6) Death of Samantha
Porcupine Tree helping out here, and they provide some excellent acoustic guitar and a lushly sad setting to a surprisingly effective and emotionally touching song. Easily the best song on the album, a real surprise.

7) Rising
DJ Spooky helps out and puts together a really solid groove matched to some more fortune cookie philosophizing. Works pretty well, anyway, mainly cause it's more instrumental than anything.

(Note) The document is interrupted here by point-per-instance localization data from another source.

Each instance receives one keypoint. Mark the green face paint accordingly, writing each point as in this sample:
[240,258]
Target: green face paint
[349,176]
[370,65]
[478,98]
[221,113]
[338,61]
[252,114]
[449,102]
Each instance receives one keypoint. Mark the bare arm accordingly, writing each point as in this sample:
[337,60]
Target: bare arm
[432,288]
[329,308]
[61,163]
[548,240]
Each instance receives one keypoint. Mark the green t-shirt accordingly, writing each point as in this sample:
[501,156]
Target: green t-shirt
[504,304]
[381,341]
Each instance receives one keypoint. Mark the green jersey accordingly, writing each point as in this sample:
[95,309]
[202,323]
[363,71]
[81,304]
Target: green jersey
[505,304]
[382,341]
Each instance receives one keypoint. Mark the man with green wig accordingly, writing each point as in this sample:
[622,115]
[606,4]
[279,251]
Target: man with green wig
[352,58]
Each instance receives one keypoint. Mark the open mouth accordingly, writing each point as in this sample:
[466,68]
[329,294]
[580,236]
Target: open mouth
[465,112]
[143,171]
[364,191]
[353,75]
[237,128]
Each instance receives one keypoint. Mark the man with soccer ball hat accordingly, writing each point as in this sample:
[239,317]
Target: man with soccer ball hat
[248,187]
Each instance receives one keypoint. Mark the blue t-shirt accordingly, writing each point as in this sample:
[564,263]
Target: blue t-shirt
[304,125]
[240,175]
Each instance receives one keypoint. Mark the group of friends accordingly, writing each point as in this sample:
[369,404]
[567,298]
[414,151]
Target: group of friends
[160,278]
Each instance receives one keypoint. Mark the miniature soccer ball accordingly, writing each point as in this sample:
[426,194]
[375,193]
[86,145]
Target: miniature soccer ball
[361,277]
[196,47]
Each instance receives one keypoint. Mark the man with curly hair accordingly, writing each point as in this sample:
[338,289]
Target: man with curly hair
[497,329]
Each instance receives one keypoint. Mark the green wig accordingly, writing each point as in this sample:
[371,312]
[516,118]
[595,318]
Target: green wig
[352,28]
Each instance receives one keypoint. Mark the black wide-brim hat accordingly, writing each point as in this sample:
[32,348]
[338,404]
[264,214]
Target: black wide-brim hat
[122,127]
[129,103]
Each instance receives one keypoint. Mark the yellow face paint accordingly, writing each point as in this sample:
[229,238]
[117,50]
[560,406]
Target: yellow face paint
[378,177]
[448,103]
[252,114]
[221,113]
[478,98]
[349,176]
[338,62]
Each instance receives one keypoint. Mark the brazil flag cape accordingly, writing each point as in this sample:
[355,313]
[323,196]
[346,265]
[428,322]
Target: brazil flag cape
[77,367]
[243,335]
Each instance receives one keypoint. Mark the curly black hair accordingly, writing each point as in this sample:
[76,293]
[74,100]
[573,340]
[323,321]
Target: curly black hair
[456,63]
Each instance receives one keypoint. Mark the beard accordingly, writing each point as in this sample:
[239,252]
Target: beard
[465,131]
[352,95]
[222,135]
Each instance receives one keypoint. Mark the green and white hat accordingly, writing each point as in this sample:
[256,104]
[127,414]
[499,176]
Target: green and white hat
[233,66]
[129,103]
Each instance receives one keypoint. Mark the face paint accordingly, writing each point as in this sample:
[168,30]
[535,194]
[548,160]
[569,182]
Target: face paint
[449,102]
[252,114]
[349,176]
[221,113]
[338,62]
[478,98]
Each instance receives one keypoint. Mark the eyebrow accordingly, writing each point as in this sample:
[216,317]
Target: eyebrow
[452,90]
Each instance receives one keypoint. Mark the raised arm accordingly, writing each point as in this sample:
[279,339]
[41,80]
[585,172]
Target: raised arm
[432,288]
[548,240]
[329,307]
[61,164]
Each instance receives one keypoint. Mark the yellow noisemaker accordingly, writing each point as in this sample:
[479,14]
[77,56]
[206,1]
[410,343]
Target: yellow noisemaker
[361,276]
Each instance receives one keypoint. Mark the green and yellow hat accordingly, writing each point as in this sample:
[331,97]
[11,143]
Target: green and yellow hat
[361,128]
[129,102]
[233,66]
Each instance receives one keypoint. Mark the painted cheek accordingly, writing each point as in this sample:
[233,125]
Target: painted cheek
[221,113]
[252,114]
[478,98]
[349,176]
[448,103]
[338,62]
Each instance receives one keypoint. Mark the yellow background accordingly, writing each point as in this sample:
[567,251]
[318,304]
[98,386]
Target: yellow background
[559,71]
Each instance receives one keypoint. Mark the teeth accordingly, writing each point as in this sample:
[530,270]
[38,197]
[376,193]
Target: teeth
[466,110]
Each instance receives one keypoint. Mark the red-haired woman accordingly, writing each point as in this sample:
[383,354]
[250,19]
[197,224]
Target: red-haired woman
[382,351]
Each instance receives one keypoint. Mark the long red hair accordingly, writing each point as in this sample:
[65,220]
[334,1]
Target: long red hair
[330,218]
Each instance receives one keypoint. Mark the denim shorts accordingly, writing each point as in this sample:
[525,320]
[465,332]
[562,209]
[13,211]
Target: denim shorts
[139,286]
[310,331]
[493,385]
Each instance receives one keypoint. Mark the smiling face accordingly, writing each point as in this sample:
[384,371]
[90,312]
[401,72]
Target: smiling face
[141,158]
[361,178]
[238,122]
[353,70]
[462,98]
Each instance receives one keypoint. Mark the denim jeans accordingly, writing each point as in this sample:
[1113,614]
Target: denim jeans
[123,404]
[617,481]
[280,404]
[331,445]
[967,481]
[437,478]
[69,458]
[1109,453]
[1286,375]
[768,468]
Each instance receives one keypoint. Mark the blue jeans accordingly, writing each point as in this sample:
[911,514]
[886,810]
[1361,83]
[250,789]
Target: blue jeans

8) Nobody Sees Me Like You Do
The Apples In Stereo here with Yoko trying to sing a song in a mostly normal way (weird, I know). It's a bit of an old school Lou Reed doing Doo-Wop vibe going on here, at least as much as you could ever expect Yoko Ono to pull off. Interesting instrumentation here, and in this setting her vocals work well.

9) Yes, I'm A Witch
And she expects an argument against that statement? (Noisy fun, in a mid-80s arty-rap sort of way). (The Brother Brothers are the co-conspirators on this track)

10) Revelations
Cat Power matches Yoko with a sincere piano song and some interesting lyrics.

11) You And I
The Polyphonic Spree offering a somewhat subdued (for them) setting for a low key effort from Yoko. They wait to the very end to venture into Sgt. Pepper land.

12) Walking On Thin Ice
Jason Pierce goes with a bit of artnoise guitar god posturing mixed with a plodding beat and pushes the vocals way back in the mix. Works pretty well (less is more with Yoko's vocals it would seem).

13) Toyboat
Anthony and Hahn Rowe are the folks offering up Yoko in a electronic/ambient space singing about a toyboat. What else is there to say?

14) Cambridge 1969/2007
The Flaming Lips offer up some driving beats, droning (but pushed way back again) vocals from Yoko, and mostly turn her voice into an element on the keyboard rather than using her voice as voice. It's a fun ride.

15) I'm Moving On
The Sleepy Jackson (not to be confused with Luscious Jackson), go with anthemic/electronic, meh.

16) Witch Shocktronica (Outro)
Hank Shocklee again, and you can't have an Intro without an Outro, so here's the Outro. It's just a fraction of a piece really

17) Shiranakatta
Craig Armstrong gets to help Yoko close out this album, she starts out in Japanese, switches to French, then goes back to English. She sounds pretty good in Japanese and especially French. It's a good closing song, sounds big, with plenty of strings. Her voice can be surprisingly pleasing when she chooses.

So that's my impression of this album. Can't say that I'd buy it, but I will listen to it more than once. It's really a pretty interesting trip, and having a variety of acts provide a bunch of settings for Yoko seems like it was a wise move.